Cet outil essentiel dans le suivi de la sécurité des patients français souffre de nombreuses anomalies :

  • 28 560 déclarations ne donnent aucune explication sur la nature de l’incident. Les lignes du tableau sont tout simplement vides.
  • 2 282 déclarations d’incidents ne sont pas datées. Il n’est donc pas possible d’identifier le moment où l’incident s’est produit.
  • Alors que les déclarations sont généralement censées être effectuées 48 heures après un incident, 7 398 signalements ont été effectués un an ou plus après qu’ils ont eu lieu. Dans un cas, la déclaration a même été faite huit ans après l’incident !
  • Dans le même ordre d’idée, de nombreuses déclarations ont une date postérieure à la transmission de la liste par l’ANSM. Nous avons même identifié quatre déclarations postdatées de 2019 !
  • On peut enfin s’interroger sur la réactivité des autorités sanitaires, puisque 125 514 de ces incidents n’ont débouché sur aucune décision.

« Cela nous a paru inquiétant”, relève Chloé Hecketsweiler, journaliste au Monde qui s’est chargée de ce dossier au sein de notre équipe. “On imaginait qu’il y avait en France un outil informatique sophistiqué qui permettait d’avoir un système d’alerte. Or ce n’est pas du tout le cas. »

L’ANSM reconnaît une défaillance dans le suivi des incidents

Jean-Claude Ghislain, expert de la question à l’ANSM, reconnaît une défaillance dans le suivi des incidents. « C’est vrai qu’il y a des déclarations tardives. Il est clair qu’il n’y a pas encore une pratique du signalement totalement parfaite en France, et je ne sais pas si ça le sera d’ailleurs facilement un jour. » Il tempère cependant. « On s’est donné les moyens avec un réseau d’améliorer le système. Si vous regardez le nombre de signalements qui nous remontent chaque année, ils sont en constante augmentation, ce qui laisse espérer que les choses s’améliorent déjà. » Pour la ministre de la Santé, le problème viendrait des médecins : “Ce qui dysfonctionne, c’est la conscience qu’ont les professionnels de déclarer les événements” explique-t-elle. “L’agence ne peut fonctionner qu’avec les signaux qui lui remontent”. Surprenant, lorsque l’on sait que ces déclarations sont obligatoires…

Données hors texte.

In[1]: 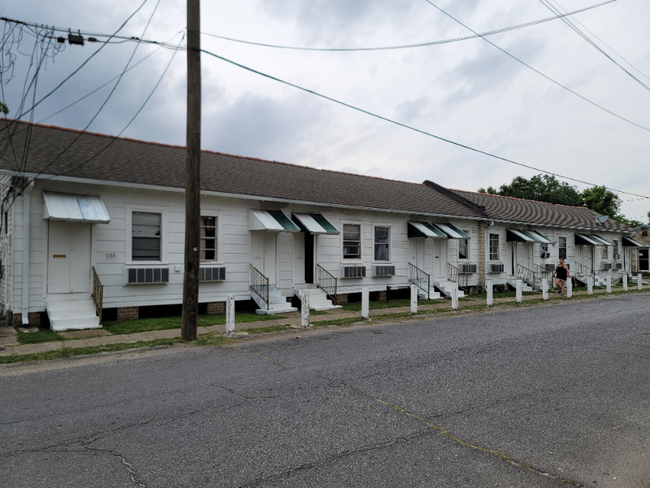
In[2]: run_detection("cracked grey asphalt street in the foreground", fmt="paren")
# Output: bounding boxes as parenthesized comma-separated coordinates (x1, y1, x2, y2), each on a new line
(0, 295, 650, 488)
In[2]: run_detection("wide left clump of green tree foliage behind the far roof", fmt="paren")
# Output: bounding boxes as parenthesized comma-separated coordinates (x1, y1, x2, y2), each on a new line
(478, 175, 582, 206)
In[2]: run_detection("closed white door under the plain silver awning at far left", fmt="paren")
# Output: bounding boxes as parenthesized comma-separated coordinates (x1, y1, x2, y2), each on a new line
(47, 221, 90, 293)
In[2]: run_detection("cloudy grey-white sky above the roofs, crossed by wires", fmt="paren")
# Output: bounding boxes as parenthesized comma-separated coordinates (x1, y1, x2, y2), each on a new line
(0, 0, 650, 221)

Bientôt une base européenne mais pas forcément publique

Une autre base, européenne, appelée EUDAMED est en préparation. Comme le registre de l’ANSM, elle pourrait ne pas être publique. Bruxelles doit se prononcer d’ici fin 2019. Selon une source officielle à la Commission européenne, qui s’est confiée à l’un des membres de notre équipe, « ces incidents ne devraient pas être rendus publics. Nous devons faire attention de n’effrayer personne ». L’opacité pourrait donc rester de mise en Europe. Une attitude étonnante lorsqu’on sait qu’outre Atlantique, MAUDE, la base créée aux États-Unis par la Food and Drug Administration est, elle, accessible à tous.